Travessia do Tejo, num dos cacilheiros que asseguram a ligação entre Lisboa e Cacilhas.

Para os jovens, os cravos murcharam

Para que uns possam beneficiar de "direitos adquiridos", outros são privados de todos os seus direitos. Esses outros são os jovens, que deveriam ser o futuro do país, escreve um cronista nostálgico.

Publicado em 14 Fevereiro 2011 às 15:08
Vitó  | Travessia do Tejo, num dos cacilheiros que asseguram a ligação entre Lisboa e Cacilhas.

Quando o FMI chegou pela segunda vez a Portugal, em 1983, eu tinha 26 anos. Num daqueles dias de ambiente pesado, quando havia bandeiras pretas hasteadas nos portões das fábricas da periferia de Lisboa, quando nos admirávamos com ser possível continuar a viver e a trabalhar com meses e meses de salários em atraso, almocei com um incorrigível otimista no Martinho da Arcada. Nunca mais me esqueci de uma sua observação singela: "Já reparaste como, apesar de todos os atuais problemas, a nossa geração vive melhor do que as dos nossos pais? Tenta lembrar-te de como era quando eras miúdo..."

Era verdade: a minha geração viveu e vive muito melhor do que a dos seus pais. E eles já viveram melhor do que os pais deles. Mas quando olho para a geração dos meus filhos, e dos que são mais novos do que eles, sinto, sei, que já não vai ser assim. E não vai ser assim porque nós estragámos tudo - ou ajudámos a estragar tudo. Talvez aqueles que são um bocadinho mais velhos do que eu, os verdadeiros herdeiros da "geração de 60", os que ocuparam o grosso dos lugares do poder nas últimas três décadas, tenham um bocado mais de responsabilidade. Mas ninguém duvide que o futuro que estamos a deixar aos mais novos é muito pouco apetecível. E que o seu presente já é, em muitos aspetos, insuportável.

Começámos por lhes chamar a "geração 500 euros", pois eram licenciados e muitos não conseguiam empregos senão no limiar do salário mínimo. Agora é ainda pior. Quase um em cada quatro pura e simplesmente não encontra emprego (mais de 30 por cento se tiverem um curso superior). Dos que encontram, muitos estão em call centers, em caixas de supermercados, ao volante de táxis, até com uma esfregona e um balde nas mãos, apesar de terem andado pela universidade e terem um "canudo". Pagam-lhes contra recibos verdes e, agora, o Estado ainda lhes vai aplicar uma taxa maior sobre esse muito pouco que recebem. Vão ficando por casa dos pais, adiando vidas, saltitando por aqui e por ali com medo de compromissos.

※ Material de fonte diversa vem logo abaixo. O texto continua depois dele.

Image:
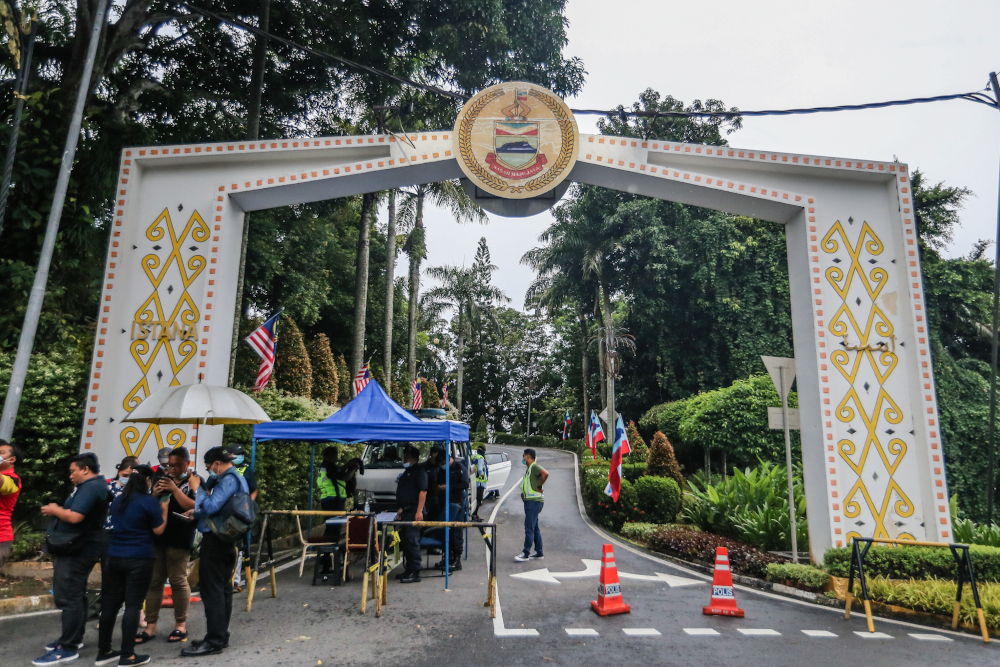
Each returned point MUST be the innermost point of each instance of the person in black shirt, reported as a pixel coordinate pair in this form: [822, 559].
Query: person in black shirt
[411, 495]
[173, 547]
[83, 515]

Há 30 anos, quando Rui Veloso fixou um estereótipo da minha geração em A rapariguinha do shopping, a letra do Carlos Tê glosava a vaidade de gente humilde em ascensão social, fosse lá isso o que fosse: "Bem vestida e petulante/Desce pela escada rolante/Com uma revista de bordados/Com um olhar rutilante/E os sovacos perfumados/.../Nos lábios um bom batom/Sempre muito bem penteada/ Cheia de rimel e crayon..." Hoje, quando os Deolinda entusiasmam os Coliseus de Lisboa e do Porto, o registo não podia ser mais diferente: "Sou da geração sem remuneração/E não me incomoda esta condição/Que parva que eu sou/Porque isto está mal e vai continuar/Já é uma sorte eu poder estagiar..." Exacto: "Já é uma sorte eu poder estagiar", ou mesmo trabalhar só pelo subsídio de refeição, ou tentar a bolsa para o pósdoc depois de ter tido bolsa para o doutoramento e para o mestrado e nenhuma hipótese de emprego. Ler versão integral do artigo no Público (pago) ou nas restantes nove línguas do Presseurop...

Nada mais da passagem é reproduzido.